An extra bit of celebration for South Korea is the locally produced film “Incheon Sangnyuk Jakjeon”, to be released internationally as “Operation Chromite”. Opening in theaters that same day, it is a war drama documenting a large-scale United Nations military operation of the Korean War that was initially seen as a high-risk gamble with lopsided odds, but became a smashing success that turned the tide of the fighting and saved South Korea from total conquest by the North.
The operation, launched in September of 1950, saw 75,000 UN troops perform a dangerous amphibious landing on the port of Inchon, behind the forward lines of the North Korean army in South Korean territory. This counterattack after the Northern assault on the UN Pusan Perimeter protecting what was left of unoccupied South Korea, saw North Korean forces being pushed all the way back to the border with China. And the present-day South Korean production of Taewon Entertainment isn’t going to re-enact this important historical battle on the big screen by halves. They have some major Hollywood star power in their efforts, thanks to Liam Neeson who plays US General of the Army Douglas MacArthur, who planned Operation Chromite and commanded it to fruition.

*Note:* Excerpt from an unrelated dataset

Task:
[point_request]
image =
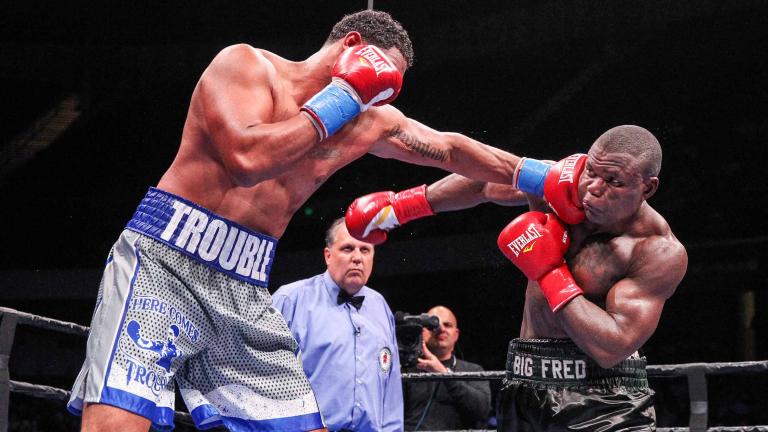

Of his debut role in a Korean movie, Neeson told Variety in an interview that he sees in MacArthur the same “supreme confidence” by another historical figure he has portrayed in the past:World War II Jew rescuer Oskar Schindler from 1993’s “Schindler’s List”. He expressed admiration of the movie’s director John H. Lee, remarking that he had crafted a great emotional script and a story that is both complicated yet simple enough for the moviegoers to understand. He then spoke of the difficulties in filming a war movie saying, “I can’t believe John has finished this film. When we were shooting, it seemed like a mountain to climb.” Neeson also had nothing but praise for his Korean co-stars and production crew, describing them as “professional, fast, focused and mind-blowing”.
“Operation Chromite” also stars Korean matinee star Lee Jung-jae as MacArthur’s Korean second in command. Its international release will be handled by CJ Entertainment and will reach the US on August 12.